Adapting bandit algorithms for settings with sequentially available arms

Gabrielli, Marco; Antonelli, Manuela; Trovo, Francesco

doi:10.1016/j.engappai.2023.107815

Many real-world applications involve a sequential decision-making process where the options presented simultaneously. However, other applications, such as, Internet campaign management and environmental monitoring, the available options are presented sequentially to the decision-maker who, at each time, is asked to select the proposed option or not. This scenario is defined as the Sequential Pull/No-Pull setting The present study aims at developing a meta-algorithm, namely Sequential Pull/No-pull for MAB (Seq), to adapt any classical MAB (Multi-Armed Bandit) policy for this setting both in the case of regret minimization (RM) and best-arm identification (BAI) problems. This is achieved by exploting the sequential nature of the these settings allowing to select multiple arms and gather more information compared to classical policies. The proposed Seq meta-algorithm provides the same theoretical guarantees as the MAB policy employed, but was shown to provide improved performance compared to several classical MAB policies in RM and BAI problems employing real-world data.
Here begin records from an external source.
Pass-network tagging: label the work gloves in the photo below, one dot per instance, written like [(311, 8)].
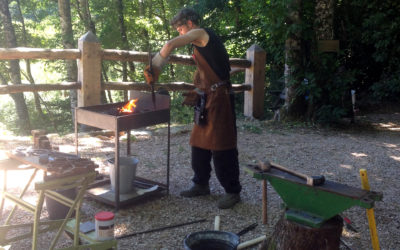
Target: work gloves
[(158, 63)]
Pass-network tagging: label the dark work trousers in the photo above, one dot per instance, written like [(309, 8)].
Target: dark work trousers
[(226, 164)]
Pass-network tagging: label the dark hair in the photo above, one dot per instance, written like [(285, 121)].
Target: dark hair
[(185, 15)]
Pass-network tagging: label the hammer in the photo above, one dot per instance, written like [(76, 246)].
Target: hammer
[(311, 180)]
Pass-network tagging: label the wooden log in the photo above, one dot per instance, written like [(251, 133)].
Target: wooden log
[(34, 53), (128, 55), (11, 89), (291, 235), (141, 86), (255, 76), (89, 70), (171, 86)]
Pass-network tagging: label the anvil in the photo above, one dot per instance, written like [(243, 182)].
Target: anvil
[(313, 205)]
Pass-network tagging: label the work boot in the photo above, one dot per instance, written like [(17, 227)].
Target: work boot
[(228, 200), (196, 190)]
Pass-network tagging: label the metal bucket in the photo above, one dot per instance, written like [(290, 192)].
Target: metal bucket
[(211, 240), (127, 173)]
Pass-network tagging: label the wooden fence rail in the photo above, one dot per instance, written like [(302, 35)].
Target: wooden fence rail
[(89, 56)]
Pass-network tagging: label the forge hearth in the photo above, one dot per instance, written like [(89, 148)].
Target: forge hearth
[(109, 117)]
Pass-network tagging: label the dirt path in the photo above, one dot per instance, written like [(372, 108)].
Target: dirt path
[(336, 154)]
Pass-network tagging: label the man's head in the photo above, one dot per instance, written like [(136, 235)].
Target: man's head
[(185, 20)]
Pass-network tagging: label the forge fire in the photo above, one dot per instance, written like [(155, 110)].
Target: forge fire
[(129, 107)]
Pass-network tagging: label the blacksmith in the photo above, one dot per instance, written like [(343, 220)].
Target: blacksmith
[(214, 132)]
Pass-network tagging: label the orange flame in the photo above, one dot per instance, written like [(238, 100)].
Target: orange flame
[(130, 106)]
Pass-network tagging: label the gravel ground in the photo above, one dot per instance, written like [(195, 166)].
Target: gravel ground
[(338, 154)]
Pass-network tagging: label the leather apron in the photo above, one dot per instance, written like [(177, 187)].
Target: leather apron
[(219, 133)]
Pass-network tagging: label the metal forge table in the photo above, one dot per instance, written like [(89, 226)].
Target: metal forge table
[(146, 114)]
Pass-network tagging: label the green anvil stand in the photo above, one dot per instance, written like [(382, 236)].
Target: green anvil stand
[(313, 205)]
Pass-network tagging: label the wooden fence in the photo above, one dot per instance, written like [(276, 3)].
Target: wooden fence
[(90, 55)]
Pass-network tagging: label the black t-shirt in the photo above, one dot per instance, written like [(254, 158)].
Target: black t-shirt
[(216, 56)]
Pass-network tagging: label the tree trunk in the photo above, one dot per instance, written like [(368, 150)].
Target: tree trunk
[(291, 235), (64, 9), (124, 39), (295, 106), (324, 30), (28, 63), (15, 73)]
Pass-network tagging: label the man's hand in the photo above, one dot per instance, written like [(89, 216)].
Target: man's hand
[(191, 98), (151, 77)]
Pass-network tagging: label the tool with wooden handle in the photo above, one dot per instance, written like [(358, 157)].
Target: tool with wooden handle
[(310, 180)]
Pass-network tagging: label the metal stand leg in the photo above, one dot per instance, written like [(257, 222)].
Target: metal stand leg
[(20, 197)]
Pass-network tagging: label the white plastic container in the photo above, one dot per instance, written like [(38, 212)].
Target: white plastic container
[(127, 173), (104, 226)]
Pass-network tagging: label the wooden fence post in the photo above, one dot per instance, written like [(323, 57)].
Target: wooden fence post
[(255, 76), (89, 70)]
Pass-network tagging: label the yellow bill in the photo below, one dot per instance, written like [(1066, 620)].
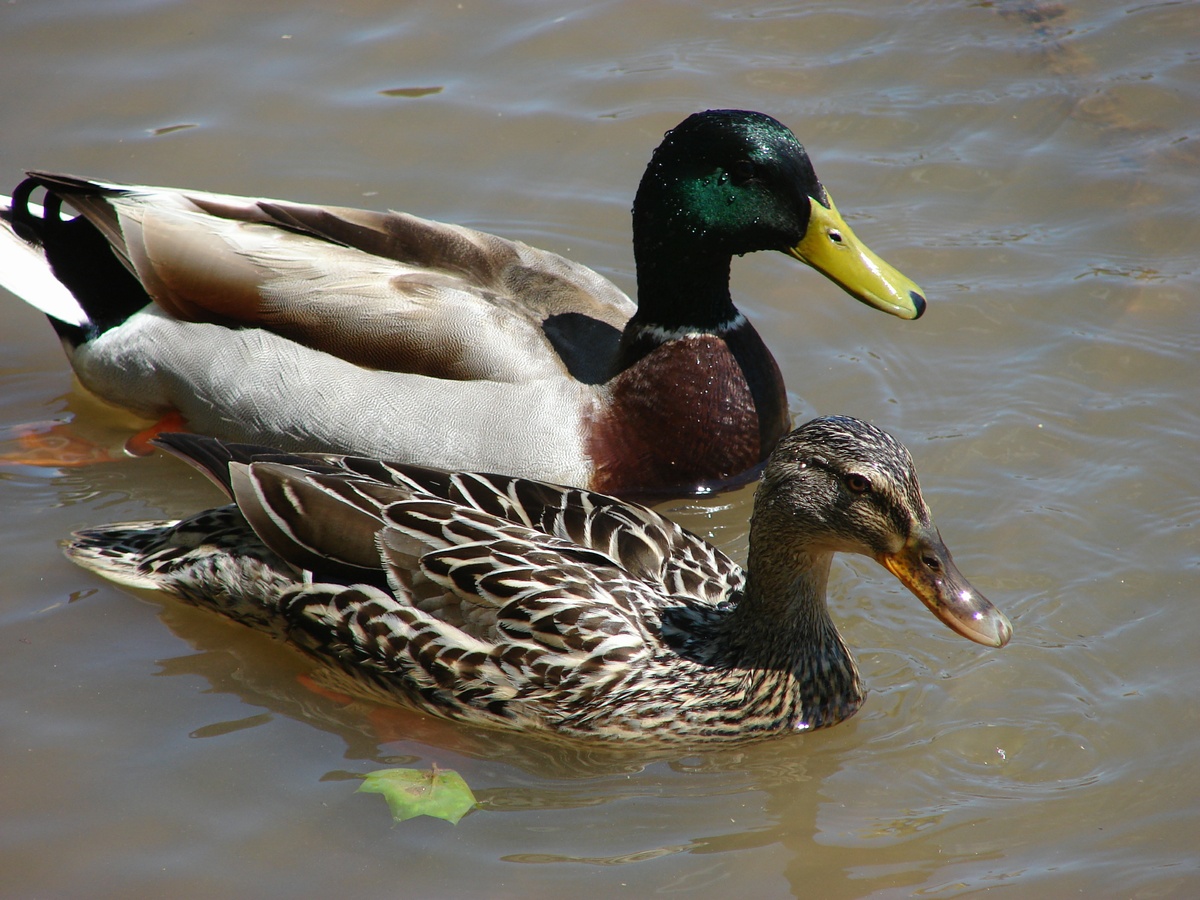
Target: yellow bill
[(832, 249)]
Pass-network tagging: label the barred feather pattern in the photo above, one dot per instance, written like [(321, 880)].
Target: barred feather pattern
[(528, 605)]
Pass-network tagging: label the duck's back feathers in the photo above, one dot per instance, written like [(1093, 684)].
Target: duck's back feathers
[(385, 291)]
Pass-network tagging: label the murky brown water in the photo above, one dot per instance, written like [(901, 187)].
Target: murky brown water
[(1032, 166)]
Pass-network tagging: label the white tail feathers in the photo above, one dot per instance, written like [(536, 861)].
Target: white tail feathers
[(27, 274)]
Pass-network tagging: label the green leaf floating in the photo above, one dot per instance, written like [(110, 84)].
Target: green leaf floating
[(436, 792)]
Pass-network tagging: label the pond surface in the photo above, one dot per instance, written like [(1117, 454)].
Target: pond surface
[(1032, 165)]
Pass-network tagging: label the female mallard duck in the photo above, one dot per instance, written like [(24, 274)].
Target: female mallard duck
[(527, 605), (315, 328)]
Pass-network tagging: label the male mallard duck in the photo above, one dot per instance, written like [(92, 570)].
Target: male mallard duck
[(526, 605), (316, 328)]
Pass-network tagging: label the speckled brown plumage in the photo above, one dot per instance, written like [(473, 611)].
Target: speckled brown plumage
[(527, 605)]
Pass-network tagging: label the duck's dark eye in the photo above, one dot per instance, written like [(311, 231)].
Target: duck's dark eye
[(742, 172), (857, 484)]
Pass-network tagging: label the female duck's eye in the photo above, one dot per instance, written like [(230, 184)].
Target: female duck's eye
[(742, 172), (857, 484)]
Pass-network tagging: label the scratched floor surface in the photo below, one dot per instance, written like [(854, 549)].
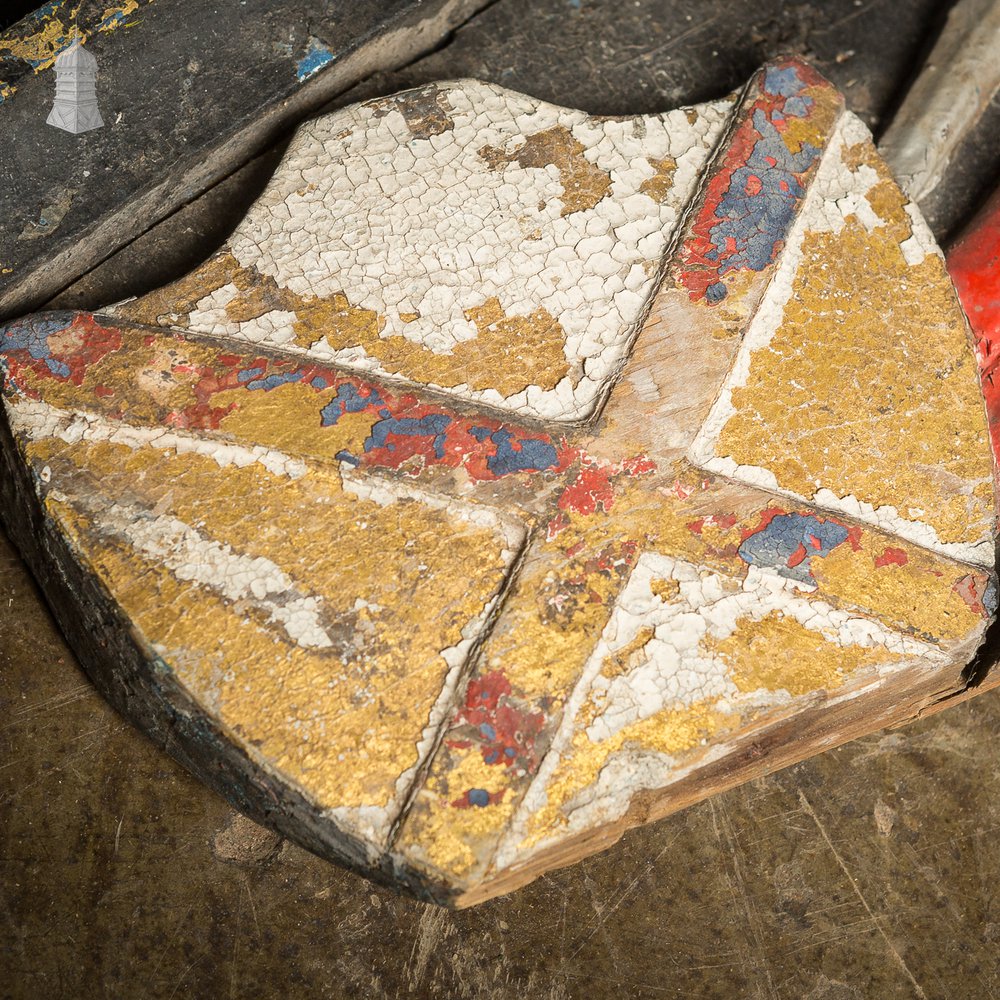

In particular, in the RM scenario regarding Internet advertising optimization, Seq-adapted algorithm resulted, on average, in ≈10% lower regret during the whole time horizon than using classical MAB policies. When tested in a BAI problem involving the identification of the time of the day characterized by the highest concentration of pollutants in a water monitoring scenario, Seq identified the correct time in less than 4 days and 28 measurement.